The dispersion brought Philip, the companion of Stephen, the second of the seven, to a city of Samaria. He came with the power of miracles and with the message of salvation. The Samaritans were convinced by what they saw and they listened to what he said, "and there was great joy in that city." When the news came to Jerusalem, Peter and John were sent by the Apostles, and the same miraculous testimony attended their presence, which had been given on the day of Pentecost.
The Divine Power in Peter rebuked the powers of evil, which were working among the Samaritans in the person of Simon Magus, as Paul afterwards, on his first preaching to the Gentiles, rebuked in Cyprus Elymas the Sorcerer. The two Apostles returned to Jerusalem, preaching as they went "in many villages of the Samaritans" the Gospel which had been welcomed in the city.
Once more we are permitted to see Philip on his labor of love. We obtain a glimpse of him on the road which leads down by Gaza Jerusalem, and reading in his chariot the prophecies of Isaiah. Ethiopia is "stretching out her hands unto God " (Psalm 68:31) and the suppliant is not unheard. A teacher is provided at the moment of anxious inquiry. The stranger goes "on his way rejoicing" a proselyte who had found the Messiah, a Christian baptized "with water and the Holy Ghost." The Evangelist, having finished the work for which he had been sent, is called elsewhere by the Spirit of God. He proceeds to Caesarea, and we hear of him no more, till, after the lapse of more than twenty years, he received under his roof in that city one who, like himself, had traveled in obedience to the Divine command "preaching in all the cities."
Our attention is now called to that other traveler.
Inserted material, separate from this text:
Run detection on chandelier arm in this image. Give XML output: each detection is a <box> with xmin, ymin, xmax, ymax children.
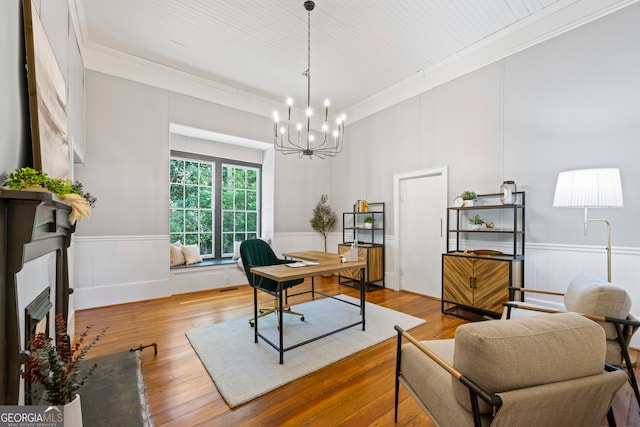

We turn from the "desert road" on the south of Palestine to the desert road on the north; from the border of Arabia near Gaza, to its border near Damascus "From Dan to Beersheba" the Gospel is rapidly spreading. The dispersion of the Christians had not been confined to Judea and Samaria (see Acts 9:1, 11:19, 26:11).
Saul (Paul) went of his own accord to the high priest, and desired of him letters to the synagogues in Damascus, where he had reason to believe that Christians were to be found. And armed with this "authority and commission," (Acts 26:12) intending "if he found any of this way, whether they were men or women," (Acts 9:2) to "bring them bound unto Jerusalem to be punished," (Acts 22:5) he journeyed to Damascus.